Basicamente, a história do local se divide em antes e depois dele, mas isso não
vem bem ao caso agora. Seu tio fez esta obra em sua homenagem, para agradecer
pelos feitos heroicos. Nosso símbolo de força eternamente esculpido. Sim, sou
Jyn D’Olere, filho de Persival D’Olere, o justo. Sei que um homem na posição do
meu pai não poderia permitir que o seu filho andasse por aí como se fosse um
qualquer. Até porque sou o primogênito, eu que iria herdar tudo e teria que
saber das coisas. Não gostava muito desta parte, ter que ler todos aqueles
livros, saber sobre heráldica, montaria, esgrima e afins. Gostava mesmo era de
correr, me juntar com os outros. Principalmente nas horas em que chovia. Era
quando sentia que era purificado por Ojir, deus todo poderoso. Sentia este
cheiro, o cheiro de terra molhada.
Cheiros. Estou sentindo vários. É como se pudesse
perceber tudo o que está a minha volta só pelo sentido do olfato. Engraçado
como está mais fácil perceber as diferenças. Consigo distinguir facilmente uma
rosa do canteiro da senhora Helena de uma margarida que enfeita a liteira da
condessa Cecília. Pior é esta fome. Não sei o que quero comer. Ou melhor, sei.
Instintos primitivos me vem à mente. Desejo por algo mais simples, como um
pedaço de carne crua mesmo é o que me povoa e me inquieta. E este brilho que
percebo? Sim, não tinha visto que escureceu.

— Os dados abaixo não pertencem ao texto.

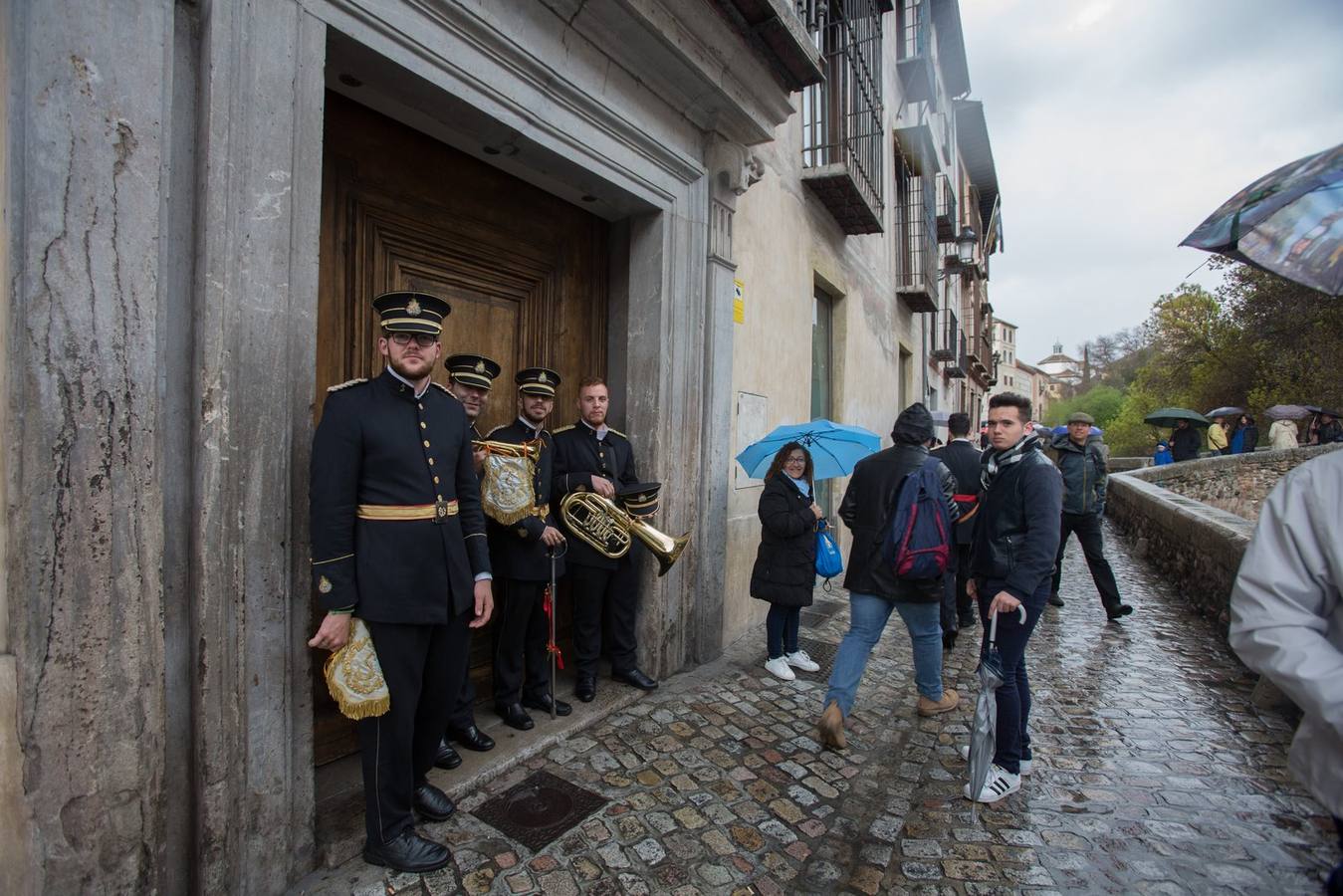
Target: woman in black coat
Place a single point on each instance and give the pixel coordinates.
(785, 564)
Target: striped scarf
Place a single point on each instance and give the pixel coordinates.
(996, 461)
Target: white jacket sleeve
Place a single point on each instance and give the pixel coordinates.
(1287, 591)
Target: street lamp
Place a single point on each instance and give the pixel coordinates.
(966, 245)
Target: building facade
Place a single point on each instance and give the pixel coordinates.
(202, 198)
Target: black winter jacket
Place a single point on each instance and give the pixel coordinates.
(866, 508)
(1018, 527)
(1082, 468)
(785, 564)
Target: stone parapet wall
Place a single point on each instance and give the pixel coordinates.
(1198, 545)
(1235, 483)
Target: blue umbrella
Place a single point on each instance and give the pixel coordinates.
(1288, 222)
(834, 448)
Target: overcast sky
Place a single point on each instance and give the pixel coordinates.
(1119, 125)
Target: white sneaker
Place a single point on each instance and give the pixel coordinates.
(800, 660)
(780, 669)
(965, 754)
(998, 784)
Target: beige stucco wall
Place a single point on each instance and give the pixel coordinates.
(785, 243)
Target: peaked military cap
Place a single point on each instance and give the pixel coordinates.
(538, 380)
(473, 369)
(639, 499)
(411, 312)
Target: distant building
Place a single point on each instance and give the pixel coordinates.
(1061, 367)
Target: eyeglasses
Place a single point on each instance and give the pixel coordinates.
(423, 340)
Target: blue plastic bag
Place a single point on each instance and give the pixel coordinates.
(829, 560)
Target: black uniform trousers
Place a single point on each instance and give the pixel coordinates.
(610, 594)
(1087, 526)
(958, 607)
(520, 638)
(422, 666)
(461, 711)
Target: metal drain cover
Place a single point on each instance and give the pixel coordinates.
(539, 808)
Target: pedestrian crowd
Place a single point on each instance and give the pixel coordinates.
(996, 526)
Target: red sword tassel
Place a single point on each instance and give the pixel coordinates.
(549, 604)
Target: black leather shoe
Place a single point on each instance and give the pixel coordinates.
(635, 679)
(515, 716)
(408, 853)
(472, 738)
(433, 803)
(543, 703)
(446, 757)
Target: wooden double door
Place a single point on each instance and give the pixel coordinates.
(523, 270)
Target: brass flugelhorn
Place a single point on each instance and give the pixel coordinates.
(531, 450)
(607, 528)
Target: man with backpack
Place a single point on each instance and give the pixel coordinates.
(900, 507)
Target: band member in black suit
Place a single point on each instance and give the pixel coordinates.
(591, 456)
(520, 554)
(962, 458)
(470, 380)
(397, 538)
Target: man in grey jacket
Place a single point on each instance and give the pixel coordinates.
(1081, 460)
(1287, 621)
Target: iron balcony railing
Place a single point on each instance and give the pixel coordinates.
(841, 118)
(919, 253)
(913, 55)
(945, 338)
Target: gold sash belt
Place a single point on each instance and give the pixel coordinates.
(407, 511)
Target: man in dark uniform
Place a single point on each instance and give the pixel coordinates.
(470, 380)
(397, 538)
(520, 554)
(962, 458)
(591, 456)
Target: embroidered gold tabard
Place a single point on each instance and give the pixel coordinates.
(354, 677)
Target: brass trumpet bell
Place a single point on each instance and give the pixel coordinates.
(607, 528)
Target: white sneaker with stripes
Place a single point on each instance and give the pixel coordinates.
(998, 784)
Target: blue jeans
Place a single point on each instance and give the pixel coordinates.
(781, 630)
(868, 617)
(1012, 742)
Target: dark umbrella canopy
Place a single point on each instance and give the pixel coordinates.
(1288, 222)
(1167, 416)
(1231, 410)
(1287, 412)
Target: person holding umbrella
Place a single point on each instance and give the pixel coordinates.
(1217, 435)
(1010, 564)
(1185, 441)
(784, 569)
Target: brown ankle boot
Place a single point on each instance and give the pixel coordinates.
(831, 727)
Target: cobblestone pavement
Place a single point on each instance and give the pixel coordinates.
(1153, 774)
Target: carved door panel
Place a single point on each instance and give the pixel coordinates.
(524, 273)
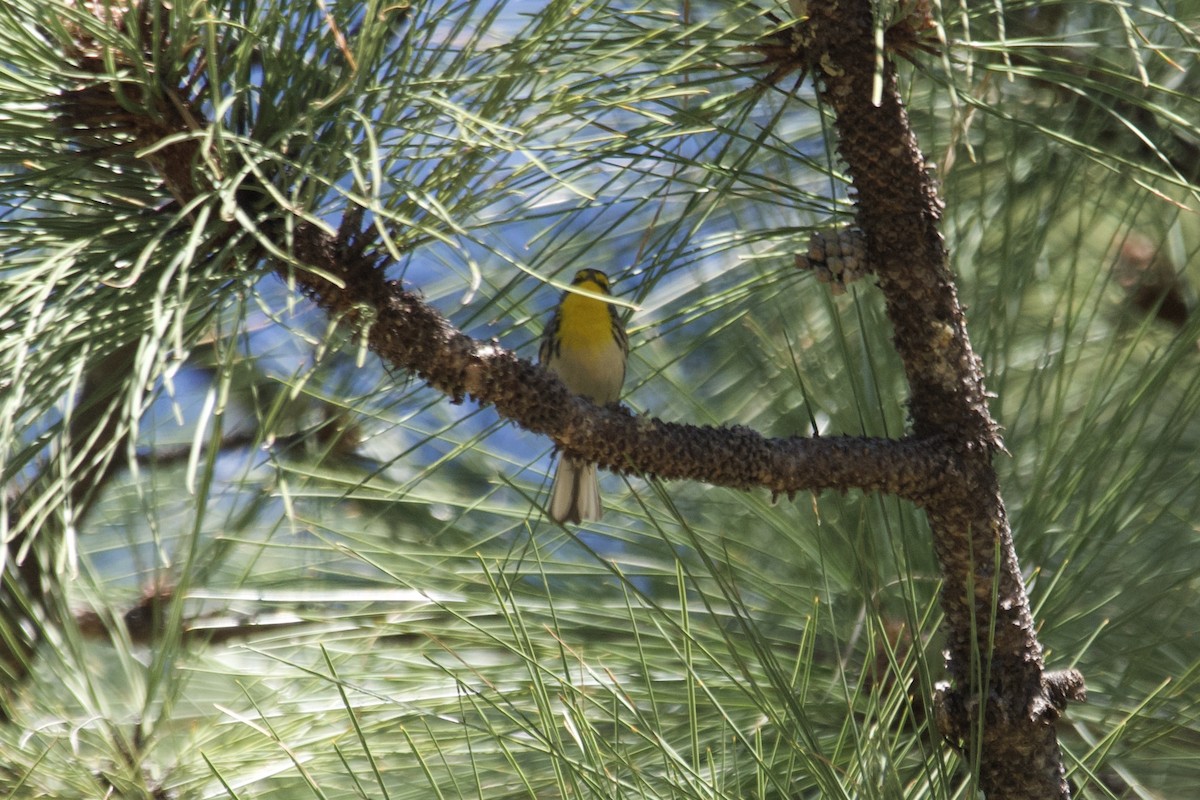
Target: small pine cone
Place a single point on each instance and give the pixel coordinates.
(838, 257)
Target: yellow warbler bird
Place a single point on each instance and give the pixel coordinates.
(586, 346)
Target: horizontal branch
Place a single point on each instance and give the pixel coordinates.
(413, 336)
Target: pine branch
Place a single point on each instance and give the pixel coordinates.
(1001, 703)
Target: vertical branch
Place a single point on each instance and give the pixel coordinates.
(999, 690)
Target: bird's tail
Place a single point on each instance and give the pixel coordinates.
(575, 495)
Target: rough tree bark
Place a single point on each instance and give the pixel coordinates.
(999, 703)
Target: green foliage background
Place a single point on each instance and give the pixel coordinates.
(412, 626)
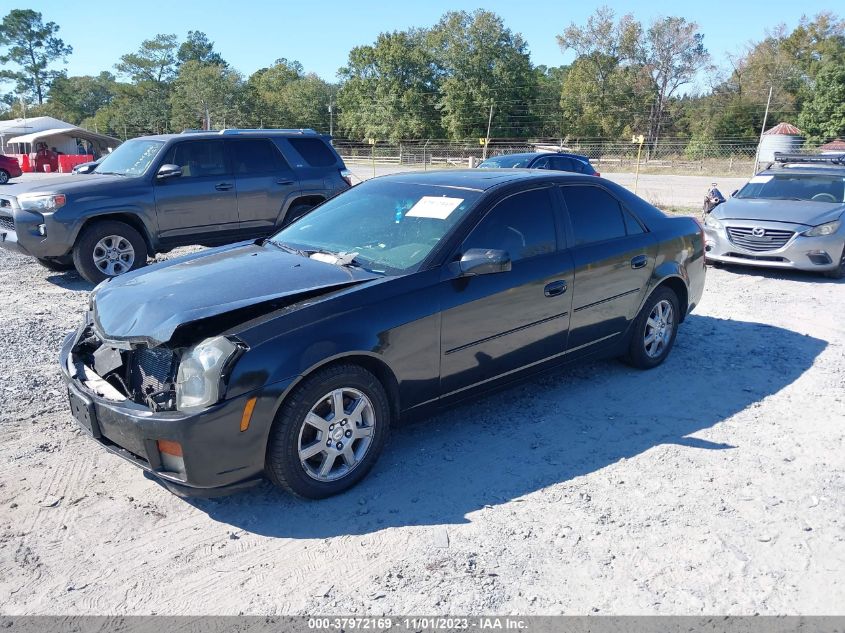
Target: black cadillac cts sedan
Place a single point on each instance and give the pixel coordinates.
(292, 357)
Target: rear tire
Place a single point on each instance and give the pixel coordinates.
(838, 273)
(314, 451)
(57, 264)
(107, 249)
(654, 330)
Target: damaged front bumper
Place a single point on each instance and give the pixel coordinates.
(217, 455)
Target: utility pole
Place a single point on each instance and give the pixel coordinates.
(762, 131)
(487, 139)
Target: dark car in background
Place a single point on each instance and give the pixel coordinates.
(558, 161)
(9, 168)
(155, 193)
(291, 357)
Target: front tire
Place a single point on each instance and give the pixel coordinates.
(654, 330)
(329, 433)
(57, 264)
(108, 249)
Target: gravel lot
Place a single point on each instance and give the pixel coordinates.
(712, 484)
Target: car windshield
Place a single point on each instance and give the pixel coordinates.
(506, 161)
(133, 158)
(390, 226)
(812, 187)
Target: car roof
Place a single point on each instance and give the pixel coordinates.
(478, 179)
(237, 133)
(537, 154)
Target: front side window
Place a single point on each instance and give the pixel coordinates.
(596, 216)
(810, 187)
(132, 158)
(523, 225)
(199, 159)
(392, 226)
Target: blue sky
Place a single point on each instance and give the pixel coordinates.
(320, 33)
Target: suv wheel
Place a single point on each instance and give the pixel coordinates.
(329, 433)
(838, 273)
(57, 264)
(108, 249)
(654, 330)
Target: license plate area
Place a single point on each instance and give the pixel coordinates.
(83, 410)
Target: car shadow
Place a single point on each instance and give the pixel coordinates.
(804, 276)
(562, 425)
(70, 280)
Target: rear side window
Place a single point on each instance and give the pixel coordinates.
(596, 216)
(523, 225)
(199, 158)
(256, 156)
(315, 152)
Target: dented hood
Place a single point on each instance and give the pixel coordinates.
(147, 305)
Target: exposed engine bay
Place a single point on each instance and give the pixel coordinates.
(145, 375)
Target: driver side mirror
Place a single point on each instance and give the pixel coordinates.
(168, 171)
(484, 261)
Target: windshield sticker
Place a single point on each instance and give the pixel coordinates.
(434, 207)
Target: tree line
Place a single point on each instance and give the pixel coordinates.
(457, 79)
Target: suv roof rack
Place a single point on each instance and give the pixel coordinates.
(821, 159)
(235, 131)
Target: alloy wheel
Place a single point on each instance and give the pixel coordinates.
(336, 434)
(114, 255)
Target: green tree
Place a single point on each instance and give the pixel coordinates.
(823, 115)
(33, 46)
(674, 52)
(205, 95)
(75, 98)
(389, 89)
(198, 48)
(482, 64)
(152, 69)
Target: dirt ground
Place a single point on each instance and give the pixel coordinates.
(712, 484)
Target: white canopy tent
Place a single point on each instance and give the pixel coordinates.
(20, 136)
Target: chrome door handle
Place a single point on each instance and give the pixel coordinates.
(555, 288)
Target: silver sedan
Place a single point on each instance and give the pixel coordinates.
(787, 217)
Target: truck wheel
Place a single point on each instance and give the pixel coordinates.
(329, 432)
(57, 264)
(108, 249)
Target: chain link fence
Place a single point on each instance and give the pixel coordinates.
(677, 156)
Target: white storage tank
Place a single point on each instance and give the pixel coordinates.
(784, 137)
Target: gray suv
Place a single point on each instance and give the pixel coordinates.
(155, 193)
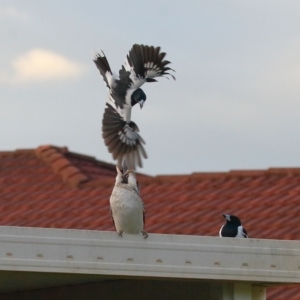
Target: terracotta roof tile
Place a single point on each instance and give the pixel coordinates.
(53, 187)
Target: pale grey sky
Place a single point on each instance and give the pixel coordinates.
(234, 105)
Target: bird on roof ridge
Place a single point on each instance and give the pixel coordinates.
(142, 64)
(126, 205)
(233, 227)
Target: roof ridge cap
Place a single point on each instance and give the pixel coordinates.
(55, 158)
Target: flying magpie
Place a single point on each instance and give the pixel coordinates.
(142, 64)
(232, 228)
(126, 205)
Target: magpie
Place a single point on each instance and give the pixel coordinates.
(126, 206)
(142, 64)
(233, 227)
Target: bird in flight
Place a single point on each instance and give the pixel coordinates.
(126, 205)
(142, 64)
(233, 227)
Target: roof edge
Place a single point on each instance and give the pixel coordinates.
(55, 158)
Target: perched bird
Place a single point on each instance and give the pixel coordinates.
(232, 228)
(126, 206)
(120, 134)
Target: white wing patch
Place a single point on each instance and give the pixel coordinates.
(128, 136)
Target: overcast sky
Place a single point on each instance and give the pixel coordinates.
(234, 105)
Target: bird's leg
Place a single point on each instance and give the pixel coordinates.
(145, 234)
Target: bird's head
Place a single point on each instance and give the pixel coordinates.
(138, 96)
(232, 219)
(131, 179)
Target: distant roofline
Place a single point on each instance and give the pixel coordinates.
(57, 158)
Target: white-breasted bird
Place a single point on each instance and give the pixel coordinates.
(142, 64)
(126, 205)
(233, 227)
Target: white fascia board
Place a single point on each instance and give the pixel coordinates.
(160, 255)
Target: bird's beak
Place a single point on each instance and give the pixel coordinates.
(141, 103)
(227, 217)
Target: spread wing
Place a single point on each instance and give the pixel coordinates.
(145, 63)
(122, 139)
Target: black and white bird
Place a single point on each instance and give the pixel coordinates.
(233, 227)
(126, 205)
(142, 64)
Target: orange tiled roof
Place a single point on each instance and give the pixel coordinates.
(52, 187)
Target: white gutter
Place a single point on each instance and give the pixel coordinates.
(165, 256)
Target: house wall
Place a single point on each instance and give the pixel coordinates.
(145, 290)
(120, 289)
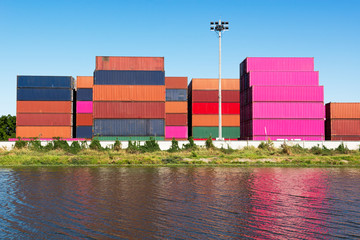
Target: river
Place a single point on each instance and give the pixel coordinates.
(179, 203)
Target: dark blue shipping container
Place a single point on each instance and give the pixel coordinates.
(45, 82)
(44, 94)
(84, 94)
(129, 78)
(84, 132)
(129, 127)
(176, 94)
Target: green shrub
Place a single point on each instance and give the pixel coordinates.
(117, 145)
(95, 145)
(209, 144)
(174, 146)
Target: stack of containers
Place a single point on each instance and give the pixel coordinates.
(281, 99)
(204, 108)
(44, 106)
(342, 121)
(176, 108)
(129, 98)
(84, 106)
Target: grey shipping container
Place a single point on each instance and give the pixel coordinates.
(129, 127)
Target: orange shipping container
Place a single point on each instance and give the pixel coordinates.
(43, 132)
(176, 82)
(130, 63)
(175, 107)
(84, 119)
(154, 93)
(230, 120)
(84, 81)
(44, 107)
(213, 84)
(343, 110)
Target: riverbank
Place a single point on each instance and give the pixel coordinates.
(205, 157)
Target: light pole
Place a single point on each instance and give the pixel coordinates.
(219, 27)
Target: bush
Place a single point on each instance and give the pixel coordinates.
(209, 144)
(117, 145)
(191, 145)
(174, 146)
(95, 145)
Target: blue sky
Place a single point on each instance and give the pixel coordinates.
(63, 38)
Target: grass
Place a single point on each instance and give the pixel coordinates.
(211, 156)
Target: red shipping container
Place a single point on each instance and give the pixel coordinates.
(176, 119)
(105, 110)
(213, 108)
(130, 63)
(212, 96)
(43, 119)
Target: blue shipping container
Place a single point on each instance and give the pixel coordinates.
(176, 94)
(84, 132)
(129, 77)
(45, 82)
(129, 127)
(84, 94)
(44, 94)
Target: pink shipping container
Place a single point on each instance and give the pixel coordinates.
(277, 64)
(284, 78)
(84, 107)
(288, 110)
(176, 132)
(288, 127)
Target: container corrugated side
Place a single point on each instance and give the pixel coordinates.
(43, 131)
(129, 93)
(45, 82)
(176, 82)
(44, 107)
(44, 119)
(44, 94)
(129, 110)
(130, 63)
(129, 78)
(129, 127)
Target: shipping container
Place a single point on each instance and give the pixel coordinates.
(45, 82)
(84, 107)
(84, 132)
(43, 107)
(44, 94)
(176, 119)
(129, 110)
(84, 94)
(130, 63)
(129, 93)
(44, 119)
(84, 119)
(277, 64)
(176, 107)
(288, 127)
(129, 78)
(176, 82)
(43, 132)
(176, 95)
(176, 132)
(210, 120)
(205, 132)
(343, 110)
(213, 108)
(129, 127)
(84, 82)
(213, 96)
(213, 84)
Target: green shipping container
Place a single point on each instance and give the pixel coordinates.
(122, 138)
(205, 132)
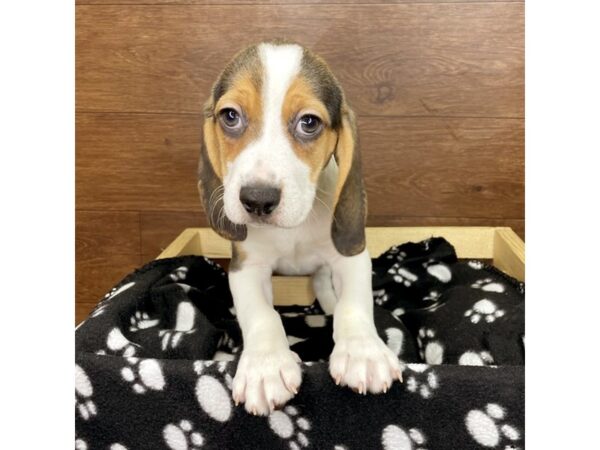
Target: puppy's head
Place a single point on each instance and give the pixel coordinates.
(274, 119)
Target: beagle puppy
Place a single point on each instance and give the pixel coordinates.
(280, 177)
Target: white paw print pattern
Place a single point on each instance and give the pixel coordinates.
(141, 320)
(395, 253)
(288, 425)
(433, 296)
(430, 349)
(438, 270)
(380, 296)
(182, 436)
(395, 438)
(143, 375)
(116, 342)
(423, 380)
(171, 338)
(401, 275)
(486, 429)
(472, 358)
(179, 274)
(83, 395)
(396, 313)
(488, 285)
(474, 264)
(394, 340)
(484, 309)
(213, 394)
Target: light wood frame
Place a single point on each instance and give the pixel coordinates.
(499, 244)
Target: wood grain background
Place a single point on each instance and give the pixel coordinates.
(437, 86)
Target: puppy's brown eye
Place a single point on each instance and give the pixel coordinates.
(231, 120)
(308, 126)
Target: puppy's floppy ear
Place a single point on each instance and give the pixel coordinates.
(210, 186)
(350, 214)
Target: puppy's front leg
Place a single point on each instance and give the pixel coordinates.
(360, 359)
(268, 374)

É a lua reluzindo sobre a
superfície do rio e suas poucas ondas calmas.
A mente não consegue mais controlar os desejos do
corpo. Uma força bestial toma conta do meu corpo. Não respondo mais por mim.
Não estou no controle. Não sou mais quem eu era, quem deveria ser, quem fui.
Não sei quem sou. Não sei o que sou.
Quem é aquela pessoa que vejo ao longe? Flashes
rápidos nos curtos instantes de consciência me fazem perceber que a parte que
me domina está avançando para cima de uma garota que está perto da margem do
rio. Não consigo descrever mais. É muito grotesco. Voltei à consciência e
percebi que estava com as mãos e corpo sujos de sangue. O que foi que eu fiz...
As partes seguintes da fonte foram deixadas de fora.